Confessions of a Comic Book Guy is a weekly column by retailer Steve Bennett of Mary Alice Wilson's Dark Star Books in Yellow Springs, Ohio.  This week Bennett talks about the opportunities represented by the most popular comics in the world:


The latest volume of the Asterix series, Asterix and the Falling Sky, has a print run of eight million copies; how many did you order for your store?


I'd be lying if I said Dark Star sold a lot of copies of Asterix or TinTin, the other well-known translated-into-English European comic series.  Weeks can go by without us selling a single one, but inevitably by year's end we'll take inventory and discover we need to order more.


Of course our location helps; Dark Star is close to half a dozen colleges and a military base, and receives a steady stream of international tourists (just this morning we had a group of Australians).  Neither series has much 'brand name' recognition in the States but they do have a high profile among the college educated, those who've lived overseas, and people from Germany to India.


Honestly, selling Asterix and TinTin isn't going to create a great new revenue stream for your store.  For one thing, the people who do buy them are unlikely to become regular customers because (a) there are only so many TinTins and there'll never be a new one, (b) it's been four years since the last volume of Asterix, and (c) there really isn't anything else even remotely 'like' either series you can sell them.


That was the problem we had with Elfquest in days of yore; there were Elfquest fans desperately waiting for the next issue and it drove us crazy we weren't able to sell them anything else while they waited.  They weren't just uninterested in super-hero comics, even when publishers began releasing fantasy titles they still weren't interested; because they weren't comic books fans, they were Elfquest fans (a decade later we have the same problem with Sandman).

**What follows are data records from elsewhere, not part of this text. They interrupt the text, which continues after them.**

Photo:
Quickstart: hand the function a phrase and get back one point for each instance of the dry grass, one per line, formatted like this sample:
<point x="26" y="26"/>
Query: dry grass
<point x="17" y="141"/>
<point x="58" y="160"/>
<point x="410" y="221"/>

But there is a chance you'll be able to sell copies to some of your current customers.  OK, not those eagerly waiting for the next issue of Infinite Crisis, but the more adventurous ones looking for something genuinely different or the next hot thing.  And with manga becoming increasingly mainstream, the trendy are going to have to go elsewhere if they want something really outre; bandes dessinees (French for graphic novel) just might be it.


So when it becomes available, you might want to get a copy of Asterix and the Falling Sky, read it, put it in a prominent location, make a sign stressing it's the best selling comic book in the world (it's the detail most likely to get the attention of a passing customer) and start talking it up.  The last thing I want to do is advocate buying merchandise you can't sell, but even if Asterix doesn't sell at least it'll class up your place.  Plus you'll know you tried something new and be better off than if you'd spent the money on more copies of Son of Vulcan or Machine Teen.


I've always loved European comics but realize I'm in the minority, as over the years half a dozen publishers tried to sell bandes dessinees to the direct sales market without much luck.  Part of the problem has been the material chosen (Americans love heroes and while Europe has lots of their own, publishers have instead chosen volumes either too dryly literary or explicit for the average super-hero fan) and the format.  There's now a whole generation of readers who don't know Marvel and DC released their first original graphic novels in the larger European album format.  But neither retailers nor fans liked them much because they couldn't be racked, sold or stored like a comic book.


On the other hand all attempts so far to compress the art to standard American comic book size has been a failure as well, seen in the several attempts to bring over Judge Dredd and the other features from the UK's 2000 AD.


Now, nobody asked me, but I think these failures have as much to do with (a) the quality of the translations and (b) the lettering.  I know this will be seen as heresy by the purists over at The Comics Journal but if TinTin is ever gong to be a major success in America first it needs to be translated from English to American, then have a more American style of lettering added.  I'm sure someone over at Comicraft could come up with a font that could blend in with Herge's art but still read 'warmer' to our eyes.  Those things were considered when adapting manga to the American market and that's turned out pretty well, hasn't it?


So, what gives me hope one day I'll be able to read translations of such European classics as Blake & Mortimer, Spirou, Michael Valliant, and Lucky Luke  (heck, with a new CGI Smurfs movie in the pipeline, wouldn't it be perfect time for someone to finally bring over the graphic novels by Peyo from which they sprang)?  The reason is the kids market, particularly the under-the-radar success of recent European imports like W.I.T.C.H. (and with Cartoon Network and Kids WB picking up the animated version of another Italian Disney series, Monster Allergy, in 2006, hopefully the comics will travel here as well) and the Winx Club comic books.